Когда в тишине подвала Александрийской библиотеки развернулся пергамент с подписью архитектора Сострата, пальцы промокли медионилом — густым зелёным пигментом, применяемым для корректуры чертежей. Пятно на коже напомнило зелёную гавань, где две с лишним тысячи лет назад поднялась башня, задавшая мировую навигационную шкалу.

Мною изучены полусотни фрагментов, сгнившие нити которых согласуются между собой точнее любого позднего пересказа. Из них вырисовывается стройная, почти драматическая хроника — от гранитной закладки на острове Фарос до лёгкого дымка топливных костров под бронзовым зеркалом.
Птолемейская амбиция
Птолемей I Лаг осознал политический эффект высотных построек, наблюдая, как персидские огненные башни пронзают ночной горизонт. После захвата Египта диадох склонил Сенат грекастов к идее возведения сигнальной цитадели, возвышающейся над самой оживлённой гаванью Восточного Средиземноморья.

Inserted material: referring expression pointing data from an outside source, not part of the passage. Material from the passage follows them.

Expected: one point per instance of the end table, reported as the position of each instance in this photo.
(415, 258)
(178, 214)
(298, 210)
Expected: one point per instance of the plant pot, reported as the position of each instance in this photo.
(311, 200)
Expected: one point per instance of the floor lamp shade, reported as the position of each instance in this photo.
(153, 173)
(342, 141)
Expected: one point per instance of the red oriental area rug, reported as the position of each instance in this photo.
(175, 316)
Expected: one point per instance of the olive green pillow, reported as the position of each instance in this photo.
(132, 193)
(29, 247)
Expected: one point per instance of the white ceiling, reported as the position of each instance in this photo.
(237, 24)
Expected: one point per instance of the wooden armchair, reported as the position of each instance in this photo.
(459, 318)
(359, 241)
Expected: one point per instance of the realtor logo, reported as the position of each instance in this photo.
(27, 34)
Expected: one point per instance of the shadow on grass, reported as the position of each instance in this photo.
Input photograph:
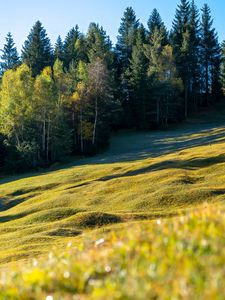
(135, 146)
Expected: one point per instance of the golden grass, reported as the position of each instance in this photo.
(146, 176)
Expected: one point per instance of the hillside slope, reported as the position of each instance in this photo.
(142, 176)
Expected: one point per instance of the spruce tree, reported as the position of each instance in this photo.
(223, 67)
(9, 57)
(155, 22)
(126, 38)
(99, 45)
(138, 80)
(194, 29)
(210, 56)
(37, 50)
(70, 53)
(125, 43)
(59, 50)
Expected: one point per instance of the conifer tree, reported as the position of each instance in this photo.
(155, 22)
(37, 50)
(125, 43)
(127, 35)
(210, 56)
(138, 80)
(195, 71)
(70, 53)
(9, 57)
(99, 45)
(181, 44)
(223, 67)
(59, 49)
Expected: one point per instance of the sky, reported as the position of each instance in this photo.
(58, 16)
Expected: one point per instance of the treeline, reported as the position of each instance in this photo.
(65, 100)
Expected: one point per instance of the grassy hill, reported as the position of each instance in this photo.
(143, 176)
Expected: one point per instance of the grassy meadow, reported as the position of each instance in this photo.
(144, 220)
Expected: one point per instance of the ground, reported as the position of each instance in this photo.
(160, 175)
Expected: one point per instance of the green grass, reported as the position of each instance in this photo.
(178, 258)
(144, 176)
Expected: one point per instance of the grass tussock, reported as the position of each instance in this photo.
(178, 258)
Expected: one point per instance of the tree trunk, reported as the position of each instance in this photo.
(96, 120)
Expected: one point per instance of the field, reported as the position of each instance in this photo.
(147, 215)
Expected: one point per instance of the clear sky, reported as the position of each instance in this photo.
(59, 16)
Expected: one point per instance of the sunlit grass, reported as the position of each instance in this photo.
(175, 258)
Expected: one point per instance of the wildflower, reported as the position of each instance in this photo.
(66, 275)
(108, 269)
(158, 222)
(99, 242)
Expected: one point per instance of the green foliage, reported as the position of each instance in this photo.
(223, 68)
(121, 263)
(59, 49)
(155, 22)
(9, 57)
(210, 53)
(37, 50)
(99, 45)
(70, 53)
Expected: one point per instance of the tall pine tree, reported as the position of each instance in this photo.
(9, 57)
(210, 56)
(155, 22)
(223, 67)
(138, 80)
(37, 50)
(70, 53)
(59, 49)
(181, 45)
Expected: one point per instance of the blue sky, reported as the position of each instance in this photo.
(59, 16)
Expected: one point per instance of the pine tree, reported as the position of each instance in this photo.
(165, 83)
(37, 50)
(138, 80)
(155, 22)
(99, 45)
(9, 57)
(125, 43)
(59, 49)
(185, 38)
(194, 29)
(70, 53)
(126, 38)
(223, 67)
(210, 56)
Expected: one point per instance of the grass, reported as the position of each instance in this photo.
(178, 258)
(164, 176)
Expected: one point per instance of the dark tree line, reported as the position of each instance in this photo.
(66, 99)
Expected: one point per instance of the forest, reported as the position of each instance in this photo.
(66, 100)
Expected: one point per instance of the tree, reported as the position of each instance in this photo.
(195, 71)
(37, 50)
(70, 52)
(99, 45)
(166, 85)
(16, 112)
(125, 43)
(59, 49)
(155, 22)
(182, 47)
(126, 38)
(52, 132)
(138, 80)
(9, 57)
(223, 68)
(100, 102)
(210, 56)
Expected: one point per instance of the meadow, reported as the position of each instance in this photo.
(143, 220)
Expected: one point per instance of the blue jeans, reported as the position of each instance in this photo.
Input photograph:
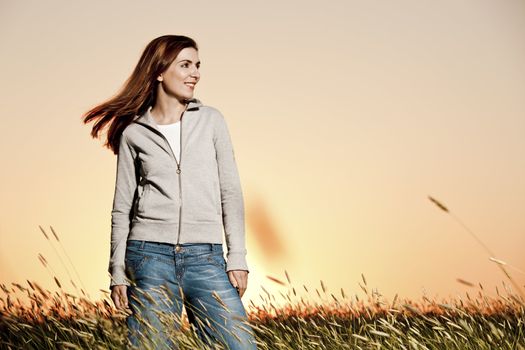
(163, 280)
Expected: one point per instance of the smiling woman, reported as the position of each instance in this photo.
(168, 219)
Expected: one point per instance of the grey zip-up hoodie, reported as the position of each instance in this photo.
(159, 199)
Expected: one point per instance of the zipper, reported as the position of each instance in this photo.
(177, 246)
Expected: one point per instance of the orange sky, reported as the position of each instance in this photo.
(344, 117)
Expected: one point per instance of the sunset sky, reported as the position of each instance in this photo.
(344, 115)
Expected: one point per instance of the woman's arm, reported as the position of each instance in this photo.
(231, 198)
(125, 187)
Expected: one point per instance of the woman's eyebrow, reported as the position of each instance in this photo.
(198, 62)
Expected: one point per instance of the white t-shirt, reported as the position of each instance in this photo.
(172, 133)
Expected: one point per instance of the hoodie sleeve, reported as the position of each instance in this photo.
(125, 185)
(231, 198)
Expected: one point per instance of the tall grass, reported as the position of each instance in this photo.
(54, 320)
(51, 320)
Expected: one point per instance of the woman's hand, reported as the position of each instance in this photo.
(119, 296)
(239, 279)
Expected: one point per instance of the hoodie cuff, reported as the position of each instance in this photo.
(118, 277)
(236, 261)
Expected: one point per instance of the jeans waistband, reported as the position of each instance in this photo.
(184, 247)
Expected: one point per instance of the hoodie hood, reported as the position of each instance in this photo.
(147, 119)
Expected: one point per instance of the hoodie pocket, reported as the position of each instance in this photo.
(217, 196)
(142, 198)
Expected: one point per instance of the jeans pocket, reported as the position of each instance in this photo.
(134, 264)
(217, 259)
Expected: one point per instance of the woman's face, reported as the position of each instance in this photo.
(182, 75)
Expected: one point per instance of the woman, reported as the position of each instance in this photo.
(177, 187)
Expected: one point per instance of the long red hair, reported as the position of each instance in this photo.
(139, 91)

Финансирование шло через апляксис — пошлину, взысканную с каждой прибывшей триремы, поэтому сумма росла быстрее, чем стелы с коммерческими объявлениями.
Городское служилище передало проект архитектору Сострату, уроженцу Книда. Легенда твердит о подписи «Сострат, сын Дексифана, богам-спасителям» под тонким слоем штукатурки, нанесённым дабы на первом плане значилось имя царя. Мой коллега-радиограф показал снимок, где среди известковых кристаллов просматривается роспись, выполненная прессорным методом, то есть без кисти, давлением меди.
Инженерная драматургия
Сострат спроектировал трёхъярусную композицию: мощное квадр и фронтальное основание, восьмигранный средний ярус и изящную цилиндрическую корону. Конструкцию держала сердцевина из лиственных балок, пропитанных смолой тум. От жары влага постепенно испарялась, отчего дерево ужималось и прижимало облицовку теснее, чем клинья.
Камень доставляли баржами из Вади-Хаммамат, известного серым гранодиоритом. По дороге суда делали привал у устья Нила, где погибал осадок, но реку расчищали колыбелями — выдолбленными стволами с грузом, опускавшимся на дно и размывающим ил. Процесс именовался конфедерацией, термин сохранился в трактате Герона.
Главным фокусом стал световой механизм. Жар питался из смеси мирликийского масла и просушенного урукского битума: данный коктейль давал ровное горение и минимальный копчёный хвост. Отражатель, по моим наблюдениям, срезан из монолитного сплава меди с оловом, обожжённого по технологии «капроцирк» — кратковременной закалки соляными парами, обеспечивающей зеркальность без полировки.
Параболическая вогнутость рассчитана приёмом «клисмография» — рисованием контуров по водяному уровню внутри глиняной чаши, вращавшейся вокруг оси. При каждом обороте мастер подсыпал порошок красного пераха, пока линии не сомкнулись в идеальный фокус, словно туго натянутая струна цитры.
Послесловие к колоссу
Буря 956 года положила конец башне, но её идею подхватили Генуя, Ла-Рошель, Кейп-Спартель. Каждый фералов, возвышающийся ныне над проливами, берёт начало в кипении островных мастерских Александрии, где громоздкие лифты на волячьей тяге поднимали топливо по винтовому скату, а жрецы-астролябисты регулировали яркость, словно дирижёры света.
Перебирая обугленные корешки мраморных плит, я ловлю аромат фенугрека, прописанный в рецептуре раствора: семена добавляли для аромата и маскировки запаха битума. История Фороса пахнет степью и морем одновременно, как старое якорное железо после пыльной бури.
Маяк давно растворился в иллюзиях, но каждый корабль, устремившийся к причалам, проходит незримую тень гиганта. Именно эта тень сохраняет ракурс, дисциплинирует движение, шепчет морякам время поворота руля. Я рад считать себя свидетелем этого шёпота.